Meinen Vater habe ich in den letzten Monaten immer wieder aus drei verschiedenen Gründen porträtiert. Einmal aus Lust. Ein anderes Mal aus Liebe. Und ein drittes Mal, damit ich ihn nicht vergessen.

Er will mir etwas sagen, hält inne…legt eine Faust an seine Schläfe. Es wird ein Stück gespielt, denke ich, dass nie zu Ende gehen kann. Denn der Spieler steht auf der Bühne, schaut mich direkt an und… und…? Die Worte in ihm, fühle ich, beginnen vollends zu verschwinden, zu verblassen. Doch ich warte geduldig. Ich schaue in seine Augen, die inzwischen von Dunkelheit getrübt sind. Danach blicke ich traurig zu Boden. Den Schlusssatz wird er mir wohl schuldig bleiben. Aber wir wissen beide schon längst: es reicht eine Umarmung.

Ich male weiter. Einmal aus Lust. Ein anderes Mal aus Liebe. Und ein drittes Mal, damit ich nicht vergessen.

Schneewittchen

Schneewittchen und die 7 Zwerge. Oder einfach nur: „Gang Bang.“

Gangbang (oder auch Gang bang) steht hier für eine Spielart des Gruppensex. Vielleicht ist diese kleine, schüchterne Erklärung aber auch nur wieder ein weiteres Märchen. Wie bedauerlicherweise so vieles in unserem Leben…

Ich habe mich übrigens dem Phänomen „Gang Bang“ gerne einmal (aber leider nur rein theoretisch) genähert. Und dabei mit Betroffenheit festgestellt, dass sich die Personen, die sich in diesem besonderen Spiel um Sehnsucht und Geilheit übereinander schieben, selten richtig begrüßen. Es wird geschnauft. Aber eben nicht richtig gegrüßt.

Okay… manchmal ist es einem lästig, zu grüßen. Vor allem dann, wenn man gerade voll am „&%!!+!“ ist. Oder… zum Beispiel deswegen, weil man vielleicht einen Schirm in der einen und ein Paket in der anderen Hand trägt…

Sich der Grußpflicht in einem solchen Fall zu entziehen, indem man so tut, als bemerke man den zu Grüßenden nicht, ist ein Experiment, das immer daneben geht. Es ist nämlich zu durchsichtig.

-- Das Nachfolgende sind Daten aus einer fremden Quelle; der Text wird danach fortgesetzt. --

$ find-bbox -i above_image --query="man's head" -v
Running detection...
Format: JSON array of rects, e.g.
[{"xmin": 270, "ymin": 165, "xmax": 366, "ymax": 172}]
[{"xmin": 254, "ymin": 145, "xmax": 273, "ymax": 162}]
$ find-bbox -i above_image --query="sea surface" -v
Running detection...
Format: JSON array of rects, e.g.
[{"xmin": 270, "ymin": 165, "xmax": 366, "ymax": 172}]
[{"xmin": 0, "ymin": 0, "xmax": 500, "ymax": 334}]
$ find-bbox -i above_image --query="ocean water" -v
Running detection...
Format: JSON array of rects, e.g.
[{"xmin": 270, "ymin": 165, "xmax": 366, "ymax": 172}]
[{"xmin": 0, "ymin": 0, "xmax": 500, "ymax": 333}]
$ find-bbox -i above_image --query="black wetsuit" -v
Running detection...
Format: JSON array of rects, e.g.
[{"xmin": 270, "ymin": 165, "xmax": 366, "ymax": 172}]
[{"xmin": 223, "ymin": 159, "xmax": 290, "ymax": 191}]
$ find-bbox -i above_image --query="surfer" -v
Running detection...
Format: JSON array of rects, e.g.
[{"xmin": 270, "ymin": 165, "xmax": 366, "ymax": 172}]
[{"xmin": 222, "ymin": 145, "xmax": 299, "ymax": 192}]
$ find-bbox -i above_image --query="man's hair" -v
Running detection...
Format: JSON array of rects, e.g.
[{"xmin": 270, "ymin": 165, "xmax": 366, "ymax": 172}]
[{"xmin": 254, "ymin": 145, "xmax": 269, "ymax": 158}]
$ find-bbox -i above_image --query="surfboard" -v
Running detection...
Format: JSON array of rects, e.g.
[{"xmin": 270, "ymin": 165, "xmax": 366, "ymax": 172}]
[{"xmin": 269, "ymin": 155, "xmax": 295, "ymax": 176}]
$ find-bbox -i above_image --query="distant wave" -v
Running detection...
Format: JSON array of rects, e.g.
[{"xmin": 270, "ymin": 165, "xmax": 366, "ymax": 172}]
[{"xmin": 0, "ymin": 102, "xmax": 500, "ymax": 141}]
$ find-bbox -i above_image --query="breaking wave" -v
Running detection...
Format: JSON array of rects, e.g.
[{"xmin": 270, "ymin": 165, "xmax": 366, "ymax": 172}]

Außerdem ist der Versuch, sich der Grußpflicht zu entziehen, deshalb auch linkisch, weil man bei anderweitiger Beanspruchung beider Hände ja nicht eine Hand umständlich befreien muss, um den Hut zu ziehen.

Man kann in einem solchen Fall ruhig mit einem verbindlichen Lächeln und einer netten Verbeugung den Gruß auch mit dem Hut auf dem Kopf vollziehen. Nur ein dämlicher Partner wird sich daran stoßen. Tja… stoßen, das wird er…

(Diese kleine grafische Reihe „widme“ ich meinem Freund Sven Pacher! „Lieber Sven, Du hast diese Art der Collage ja inzwischen regelrecht kultiviert: Folie auf Folie auf Folie auf Papier. Du weißt, ich liebe Deine Arbeiten. Und: Wir sollten unbedingt mal wieder mit einander frühstücken gehen. Ruf mich an!“ )

In der Ausstellung

Der Besuch von Museen und insbesondere von Kunstausstellungen sei nur demjenigen empfohlen, der für das zur Schau Gestellte das nötige Interesse und Verständnis aufbringt (Dies gilt selbstverständlich auch für meinen BLOG)!

Menschen, die nur hingehen, damit sie sagen können, sie seien dort gewesen, fallen sogleich auf. Man merkt es an der Art, wie sie die Dinge betrachten, dass sie ihnen verständnislos gegenüberstehen.

Die Verständnislosigkeit kann aber auch bei sehr künstlerisch veranlagten, normalen Menschen eintreten. Sie brauchen nur einmal in eine Ausstellung zu gehen, wie sie kubistische oder überrealistische Bildner von Zeit zu Zeit veranstalten.

Es wäre unrichtig vom Verfasser, über diese Art von Darstellungen Ungünstiges zu sagen, denn man soll jedem seine – wenigstens vorgeschützte – Meinung oder Überzeugung lassen, sofern sie einen nicht belästigt.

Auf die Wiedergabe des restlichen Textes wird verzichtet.